All of this might be more palatable if the private equity firms and hedge funds earned the kinds of above-average returns one might expect for such a risky business.
The industry claims that investors are happy with returns: a 2020 study by the market data firm Preqin found 87 per cent of investors said that private equity returns “either met or exceeded their expectations,” and 86 per cent intend to allocate “as much or more to the asset class” than they did the preceding year.
However, Ludovic Phalippou, an Oxford University professor of financial economics, concluded that from 2006 to the end of 2019, private equity firms merely matched the performance of public equity markets. And the reason for this middling performance? Because they take back pretty much all of their outperformance in the form of large fees. Or, as Phalippou said, “private equity charges seven per cent of fees a year,” which totalled $230 billion from 2006 to 2015.
Keith Ambachtsheer, one of the world’s leading pension experts and president of Toronto-based KPA Advisory Services, says the data he’s seen on the performance of private equity firms is “that on average (compared to market indexes) you don’t gain … This is international, by the way.”
The private equity and hedge fund industries dispute this, arguing their returns outperform the markets if you track back prior to 2006. And Furlong of the CVCA says pension funds like investing in private equity firms “because they believe that the return there and the fees paid for that return is a fair investment.”
It’s not true these firms and hedge funds only do damage. In fact, Phalippou says given the goal of private equity firms to make money, there’s no incentive to destroy their acquisitions.
“One in 10 (acquisitions) goes bankrupt,” Phalippou said. “You can’t say because one in 10 companies goes bankrupt therefore the objective is to drive companies into the ground. How would you make money by driving companies into the ground?”
Indeed, a 2019 Harvard Business School study on the impact of private equity firm buyouts showed productivity increased at the companies they bought by 8 per cent on average after two years — “a striking impact given that targets tend to be mature firms in mature businesses.”
In 2011, Bill Ackman, the American hedge fund manager of Pershing Square Capital Management, began buying up stock of Canadian Pacific Railway Ltd. At the time, CP Rail’s stock was languishing at around $50 a share. Ackman pushed for a management shakeup and other changes: profits quickly climbed and by 2015 the stock was bumping up to almost $240.
Ackman sold his position in CP Rail in 2016 having made $2.6 billion in profits. “In that particular case they got rid of a pretty mediocre management and board and created a much more profitable company for the long-term,” Ambachtsheer said.
Canada Goose, the maker of parka jackets, was acquired by Bain Capital in 2013 when it was worth $250 million. Bain helped Canada Goose with an IPO when the Toronto-based company was worth more than $1.5 billion. Today, its stock market value is $3.6 billion.

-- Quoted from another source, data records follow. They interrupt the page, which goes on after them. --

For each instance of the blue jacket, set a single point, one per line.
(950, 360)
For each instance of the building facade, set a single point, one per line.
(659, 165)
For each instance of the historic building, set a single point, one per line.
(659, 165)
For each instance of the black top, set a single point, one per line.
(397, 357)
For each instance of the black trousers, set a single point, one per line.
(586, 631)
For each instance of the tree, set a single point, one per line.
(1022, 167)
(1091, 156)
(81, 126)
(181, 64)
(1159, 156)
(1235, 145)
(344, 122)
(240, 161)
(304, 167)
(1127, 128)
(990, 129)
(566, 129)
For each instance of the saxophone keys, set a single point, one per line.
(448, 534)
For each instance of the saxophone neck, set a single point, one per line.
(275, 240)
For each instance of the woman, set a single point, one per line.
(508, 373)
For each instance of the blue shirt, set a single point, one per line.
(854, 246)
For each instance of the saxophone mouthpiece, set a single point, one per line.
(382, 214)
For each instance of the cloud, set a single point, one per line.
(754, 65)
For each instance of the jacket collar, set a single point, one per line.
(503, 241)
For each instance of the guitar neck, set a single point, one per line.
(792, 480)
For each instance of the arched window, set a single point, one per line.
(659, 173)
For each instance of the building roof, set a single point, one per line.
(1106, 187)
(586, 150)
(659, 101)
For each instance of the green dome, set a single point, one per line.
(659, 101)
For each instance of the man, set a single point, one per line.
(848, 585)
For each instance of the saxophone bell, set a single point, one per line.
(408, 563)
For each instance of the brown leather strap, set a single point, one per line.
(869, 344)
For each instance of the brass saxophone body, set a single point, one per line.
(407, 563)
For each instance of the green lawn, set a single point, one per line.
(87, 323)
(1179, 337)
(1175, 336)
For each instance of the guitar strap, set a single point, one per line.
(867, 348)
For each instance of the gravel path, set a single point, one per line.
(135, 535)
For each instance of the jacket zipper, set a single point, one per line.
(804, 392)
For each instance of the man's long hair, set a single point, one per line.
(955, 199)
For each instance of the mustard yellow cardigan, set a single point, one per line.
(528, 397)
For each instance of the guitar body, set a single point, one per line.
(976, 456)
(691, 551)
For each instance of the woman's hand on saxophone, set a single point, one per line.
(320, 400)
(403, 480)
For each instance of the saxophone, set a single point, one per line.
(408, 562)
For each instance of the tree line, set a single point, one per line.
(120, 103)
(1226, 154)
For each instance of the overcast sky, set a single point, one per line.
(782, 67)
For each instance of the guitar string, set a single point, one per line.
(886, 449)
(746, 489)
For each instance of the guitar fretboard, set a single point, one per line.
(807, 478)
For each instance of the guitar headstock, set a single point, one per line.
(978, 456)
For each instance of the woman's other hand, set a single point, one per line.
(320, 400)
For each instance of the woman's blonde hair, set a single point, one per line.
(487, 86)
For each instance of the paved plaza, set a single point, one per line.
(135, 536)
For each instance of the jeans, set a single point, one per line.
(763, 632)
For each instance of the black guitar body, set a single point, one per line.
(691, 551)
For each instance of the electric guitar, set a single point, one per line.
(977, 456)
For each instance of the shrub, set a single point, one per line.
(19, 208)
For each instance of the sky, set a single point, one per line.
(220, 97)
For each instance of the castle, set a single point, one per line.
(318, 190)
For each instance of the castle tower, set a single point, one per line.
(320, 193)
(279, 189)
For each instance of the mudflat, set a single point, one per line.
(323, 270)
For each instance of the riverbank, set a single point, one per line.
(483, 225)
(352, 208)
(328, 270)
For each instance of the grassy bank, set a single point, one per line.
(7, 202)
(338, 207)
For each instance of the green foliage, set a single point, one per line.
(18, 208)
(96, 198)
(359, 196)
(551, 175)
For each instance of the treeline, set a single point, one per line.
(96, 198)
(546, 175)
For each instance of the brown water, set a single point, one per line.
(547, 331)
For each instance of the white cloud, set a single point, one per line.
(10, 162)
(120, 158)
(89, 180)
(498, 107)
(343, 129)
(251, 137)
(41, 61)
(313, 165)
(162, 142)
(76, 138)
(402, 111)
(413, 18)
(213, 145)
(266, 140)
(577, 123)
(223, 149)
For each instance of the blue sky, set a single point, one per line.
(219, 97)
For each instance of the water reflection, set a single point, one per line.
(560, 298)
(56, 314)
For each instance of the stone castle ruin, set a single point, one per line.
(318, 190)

So what will be the fate of Mountain Equipment Co-operative? Will it be one of the lucky companies that flourish after the buyout? Or will it be saddled with debt and stripped of its assets?
The American private equity firm that’s bought MEC has said little, although indicated it will keep 75 per cent of the company’s workforce and 17 of its 22 stores. Little is known about Kingswood, which was founded in 2013 but has only previously done four relatively small deals.
What observers agree on is that Kingswood is getting a valuable asset.
“(MEC’s) real estate alone is valued at about $140 million,” Harding said. “But really, the root concern from what I’m hearing from people out there is that this isn’t just your standard corporate acquisition — this is a forced sale of a co-operative and the member owners weren’t even offered the chance to participate.”